Mithila art reflects an ideal of social vision through its performance. In the course of this feat, it uses several icons, symbols, suggestives, and signs to convey its complex meaning vividly. While doing so, it does not clarify its implication only but also impress the viewer with some imperative messages. The interaction between observer and the works of art result into the interpretation of painting into many folds. The tapestry of connotation formed so, frame out a picture of the community where art is practiced collectively. The collective painting of Mithila does not only outline the social structure but also reveal the artists’ expressive tone to commemorate the life in the society. Hence, the entire social well being perpetrates because of the hand in hand attitude of people during cultural ceremony. But the artistic revelation hovers around the multifold meaning of the painting, empowerment of women via art, caste wise variation in style, and tantric influence in drawing the art of Mithila. Overall, the superlative performance of the artists overhauls the cultural nuances through the proper use of colors, styles and contents left behind by the interaction between the viewer and the products.

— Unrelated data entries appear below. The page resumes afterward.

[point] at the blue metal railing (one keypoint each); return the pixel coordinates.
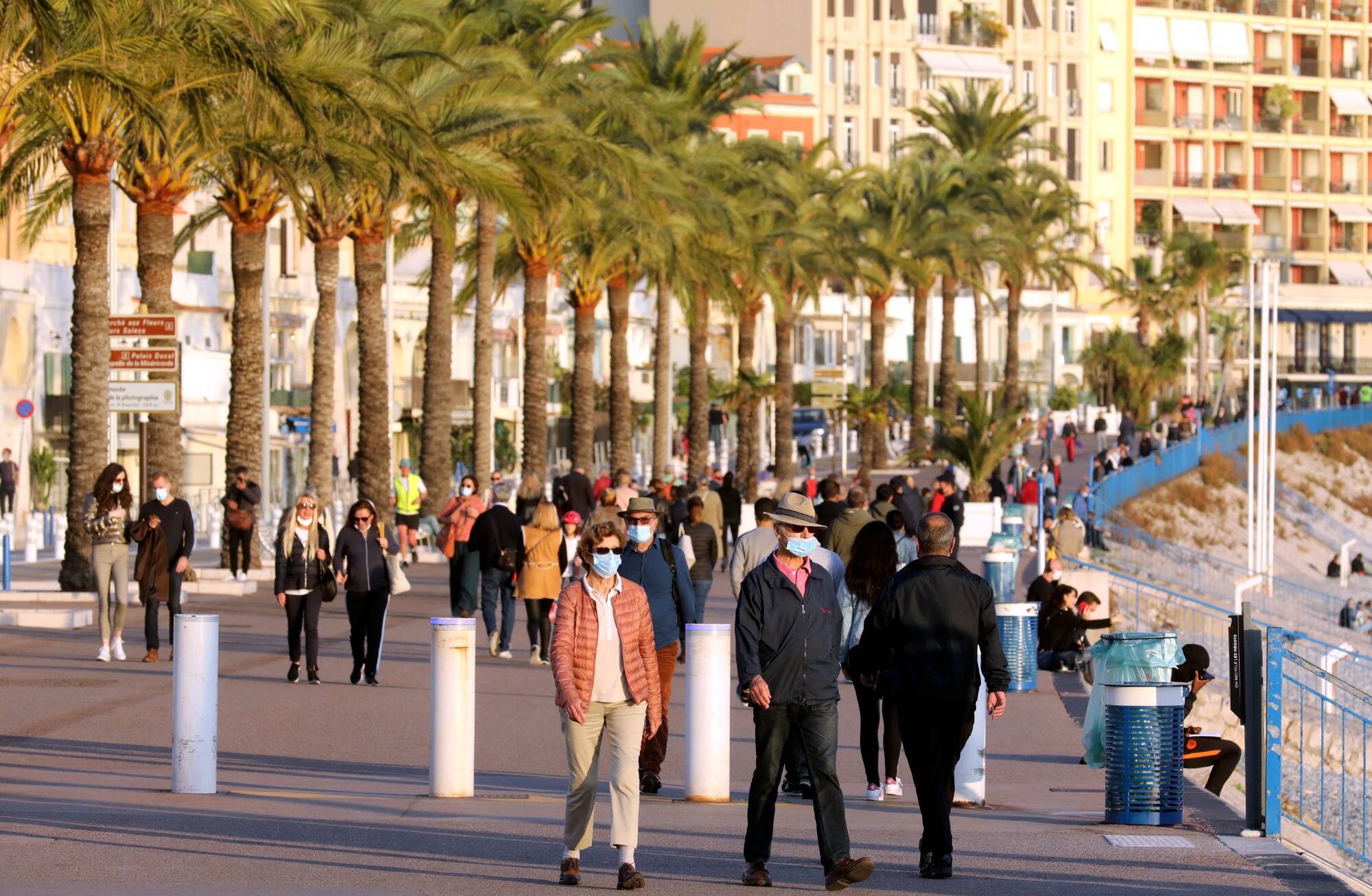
(1316, 738)
(1186, 456)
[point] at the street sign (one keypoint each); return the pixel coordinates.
(143, 359)
(150, 397)
(143, 326)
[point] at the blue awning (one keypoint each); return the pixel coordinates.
(1311, 316)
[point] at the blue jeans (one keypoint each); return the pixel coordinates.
(702, 592)
(499, 585)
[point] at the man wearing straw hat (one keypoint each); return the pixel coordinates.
(787, 629)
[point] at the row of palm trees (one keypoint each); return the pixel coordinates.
(525, 146)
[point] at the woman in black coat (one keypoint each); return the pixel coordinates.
(303, 563)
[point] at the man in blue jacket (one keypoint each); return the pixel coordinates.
(661, 570)
(787, 632)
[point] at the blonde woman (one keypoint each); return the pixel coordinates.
(303, 562)
(543, 562)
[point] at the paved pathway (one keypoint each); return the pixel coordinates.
(322, 790)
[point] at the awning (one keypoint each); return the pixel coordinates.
(1237, 212)
(1351, 274)
(1196, 211)
(1109, 42)
(1150, 38)
(1192, 40)
(1351, 101)
(1230, 43)
(1351, 213)
(1314, 316)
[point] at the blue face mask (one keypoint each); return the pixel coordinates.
(606, 566)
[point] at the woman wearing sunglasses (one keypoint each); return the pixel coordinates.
(303, 559)
(606, 676)
(360, 569)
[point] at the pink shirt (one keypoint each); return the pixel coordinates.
(799, 577)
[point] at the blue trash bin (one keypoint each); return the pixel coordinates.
(1000, 570)
(1145, 740)
(1019, 628)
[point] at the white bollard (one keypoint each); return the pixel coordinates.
(709, 684)
(452, 707)
(196, 705)
(971, 775)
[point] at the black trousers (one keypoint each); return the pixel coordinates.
(304, 611)
(873, 713)
(935, 733)
(367, 625)
(1220, 757)
(150, 613)
(817, 727)
(241, 540)
(539, 625)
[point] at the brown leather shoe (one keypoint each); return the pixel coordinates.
(849, 872)
(757, 875)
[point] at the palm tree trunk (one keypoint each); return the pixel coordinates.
(947, 360)
(374, 419)
(584, 385)
(784, 437)
(244, 441)
(919, 363)
(322, 370)
(748, 410)
(156, 253)
(621, 407)
(484, 429)
(437, 427)
(536, 366)
(90, 449)
(1012, 377)
(663, 379)
(698, 419)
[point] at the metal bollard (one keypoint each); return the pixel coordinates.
(452, 707)
(196, 705)
(709, 684)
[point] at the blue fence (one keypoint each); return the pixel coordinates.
(1186, 456)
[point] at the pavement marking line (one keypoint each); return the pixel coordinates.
(1156, 842)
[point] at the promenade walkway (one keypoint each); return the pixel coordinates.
(322, 790)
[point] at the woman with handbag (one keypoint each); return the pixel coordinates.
(464, 566)
(543, 562)
(303, 584)
(360, 566)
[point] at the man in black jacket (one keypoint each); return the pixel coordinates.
(923, 639)
(495, 533)
(787, 632)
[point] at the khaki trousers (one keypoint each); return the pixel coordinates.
(624, 722)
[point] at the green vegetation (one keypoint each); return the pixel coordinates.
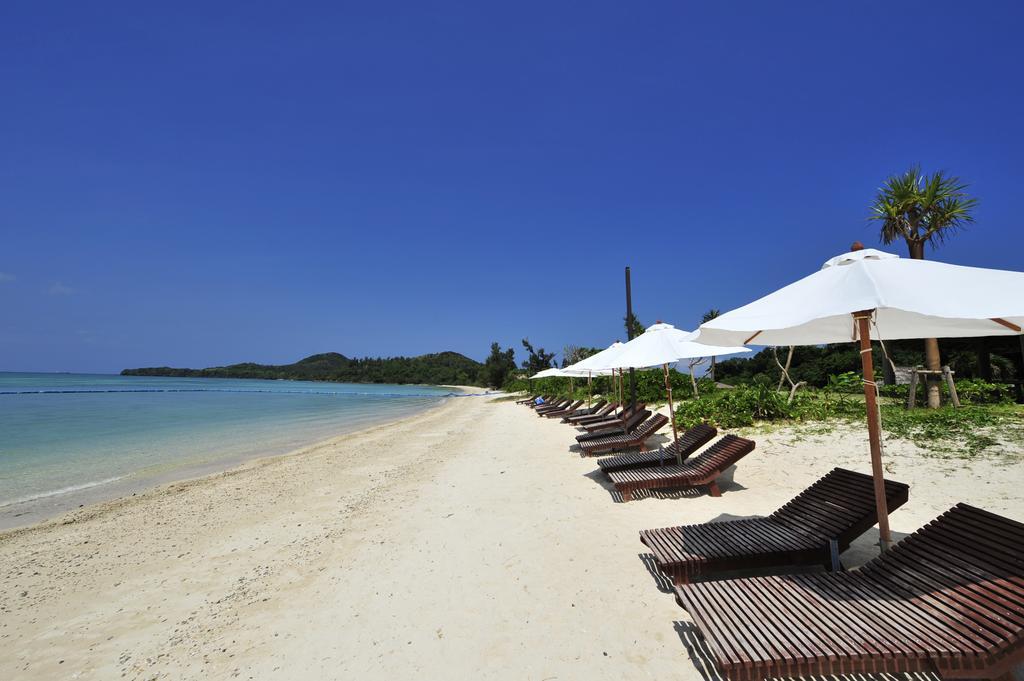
(537, 360)
(923, 209)
(986, 419)
(498, 367)
(441, 368)
(814, 364)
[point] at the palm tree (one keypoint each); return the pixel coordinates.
(708, 316)
(923, 209)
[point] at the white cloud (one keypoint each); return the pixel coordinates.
(58, 289)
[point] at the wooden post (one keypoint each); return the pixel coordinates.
(629, 332)
(911, 395)
(863, 320)
(948, 375)
(672, 415)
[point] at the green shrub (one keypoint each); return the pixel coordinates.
(970, 391)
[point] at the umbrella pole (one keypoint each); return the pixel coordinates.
(672, 417)
(873, 426)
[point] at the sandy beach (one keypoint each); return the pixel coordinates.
(464, 542)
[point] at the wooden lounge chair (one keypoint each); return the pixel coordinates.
(599, 415)
(559, 413)
(549, 407)
(547, 400)
(704, 469)
(632, 440)
(615, 413)
(614, 421)
(947, 599)
(588, 411)
(687, 443)
(617, 427)
(839, 507)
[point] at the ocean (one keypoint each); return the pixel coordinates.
(68, 439)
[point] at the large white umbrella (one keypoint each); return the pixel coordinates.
(900, 298)
(596, 364)
(663, 344)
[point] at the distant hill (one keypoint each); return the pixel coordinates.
(441, 368)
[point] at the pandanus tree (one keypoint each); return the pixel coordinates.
(921, 210)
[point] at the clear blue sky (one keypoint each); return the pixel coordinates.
(195, 184)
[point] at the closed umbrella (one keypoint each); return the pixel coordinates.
(663, 344)
(900, 298)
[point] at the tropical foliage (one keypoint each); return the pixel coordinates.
(498, 367)
(537, 360)
(438, 369)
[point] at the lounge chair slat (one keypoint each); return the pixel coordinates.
(948, 598)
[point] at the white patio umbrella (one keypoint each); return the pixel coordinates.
(901, 298)
(663, 344)
(571, 371)
(594, 362)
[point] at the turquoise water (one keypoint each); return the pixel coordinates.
(72, 438)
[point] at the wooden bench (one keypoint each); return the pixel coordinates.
(614, 426)
(550, 407)
(705, 469)
(559, 413)
(687, 443)
(632, 440)
(587, 411)
(839, 506)
(948, 599)
(599, 415)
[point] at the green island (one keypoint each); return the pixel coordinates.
(436, 369)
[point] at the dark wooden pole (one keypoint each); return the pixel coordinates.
(629, 333)
(672, 415)
(863, 321)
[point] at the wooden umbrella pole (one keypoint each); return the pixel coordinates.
(863, 320)
(672, 415)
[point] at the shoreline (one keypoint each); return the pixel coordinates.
(466, 540)
(53, 507)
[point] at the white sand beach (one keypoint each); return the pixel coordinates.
(466, 542)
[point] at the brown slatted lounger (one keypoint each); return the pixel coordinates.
(947, 599)
(688, 442)
(598, 415)
(633, 440)
(590, 411)
(620, 427)
(700, 470)
(614, 421)
(534, 405)
(840, 506)
(549, 407)
(607, 415)
(559, 413)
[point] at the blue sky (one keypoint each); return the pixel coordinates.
(196, 184)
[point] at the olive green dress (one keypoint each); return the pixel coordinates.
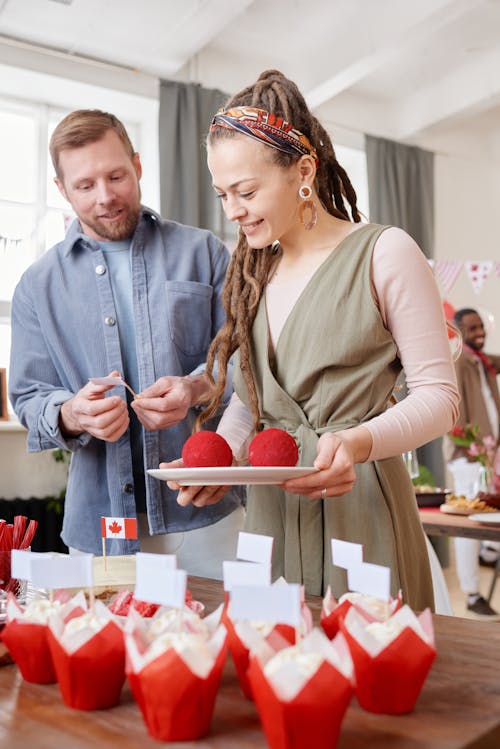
(335, 366)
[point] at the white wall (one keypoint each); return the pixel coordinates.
(467, 203)
(23, 475)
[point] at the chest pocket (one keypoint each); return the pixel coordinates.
(189, 309)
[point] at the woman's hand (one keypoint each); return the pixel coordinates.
(199, 496)
(337, 452)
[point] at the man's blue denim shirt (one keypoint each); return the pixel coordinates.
(64, 331)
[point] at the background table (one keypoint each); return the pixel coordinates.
(458, 708)
(437, 523)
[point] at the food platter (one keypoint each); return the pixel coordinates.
(231, 476)
(487, 518)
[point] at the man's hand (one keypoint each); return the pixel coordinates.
(168, 400)
(89, 411)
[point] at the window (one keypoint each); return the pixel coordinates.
(33, 214)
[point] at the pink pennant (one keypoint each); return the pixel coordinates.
(447, 271)
(478, 271)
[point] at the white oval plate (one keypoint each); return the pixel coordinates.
(216, 476)
(489, 518)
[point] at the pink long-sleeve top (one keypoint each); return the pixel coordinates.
(410, 306)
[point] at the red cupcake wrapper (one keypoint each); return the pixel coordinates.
(281, 636)
(92, 677)
(28, 645)
(312, 719)
(391, 682)
(176, 704)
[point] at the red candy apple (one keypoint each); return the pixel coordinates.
(206, 449)
(273, 447)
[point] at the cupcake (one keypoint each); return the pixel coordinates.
(89, 658)
(302, 692)
(243, 636)
(373, 609)
(26, 633)
(174, 667)
(391, 658)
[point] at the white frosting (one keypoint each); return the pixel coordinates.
(170, 620)
(306, 664)
(181, 642)
(39, 609)
(375, 606)
(385, 632)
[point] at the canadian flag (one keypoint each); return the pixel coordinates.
(118, 527)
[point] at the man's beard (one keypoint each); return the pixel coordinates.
(119, 229)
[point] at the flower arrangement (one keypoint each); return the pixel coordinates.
(478, 448)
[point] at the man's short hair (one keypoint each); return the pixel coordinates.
(85, 126)
(461, 313)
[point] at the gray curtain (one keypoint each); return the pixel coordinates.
(186, 193)
(401, 188)
(401, 193)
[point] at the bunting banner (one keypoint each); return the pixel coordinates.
(478, 272)
(447, 272)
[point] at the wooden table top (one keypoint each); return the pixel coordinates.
(459, 705)
(437, 523)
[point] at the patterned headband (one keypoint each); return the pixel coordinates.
(265, 127)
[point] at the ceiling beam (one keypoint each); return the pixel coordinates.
(468, 90)
(365, 65)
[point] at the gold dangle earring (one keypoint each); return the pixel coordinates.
(307, 205)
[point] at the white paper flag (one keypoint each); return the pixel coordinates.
(370, 579)
(252, 547)
(276, 603)
(346, 554)
(21, 562)
(156, 582)
(64, 571)
(245, 573)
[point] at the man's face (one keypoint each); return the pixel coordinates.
(472, 330)
(101, 182)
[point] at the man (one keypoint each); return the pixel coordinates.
(125, 292)
(480, 404)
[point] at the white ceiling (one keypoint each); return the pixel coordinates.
(421, 71)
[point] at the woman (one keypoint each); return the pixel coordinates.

To sum up, Mithila art is original to its surrounding nature. It is an ancient, an indigenous and traditional one but it is getting modernized day by day. So its market value is increasing gradually. Consequently it is exposed to the outer world. This modern aspect of Mithila art is beautifully and tastefully depicted on t-shirt, tea mat, mirror, tray, paper stand, bags and baskets of different size and shape. It is also painted on pillow covers, bed sheets or covers, table cloths and on many household wares. It is also becoming a suitable source of income. Though this is called crafts and becoming means of foreign exchange, credit goes to the hardworking artists. But my special focus is to revive traditional techniques, natural pigments and aware people through aesthetic means of Mithila arts.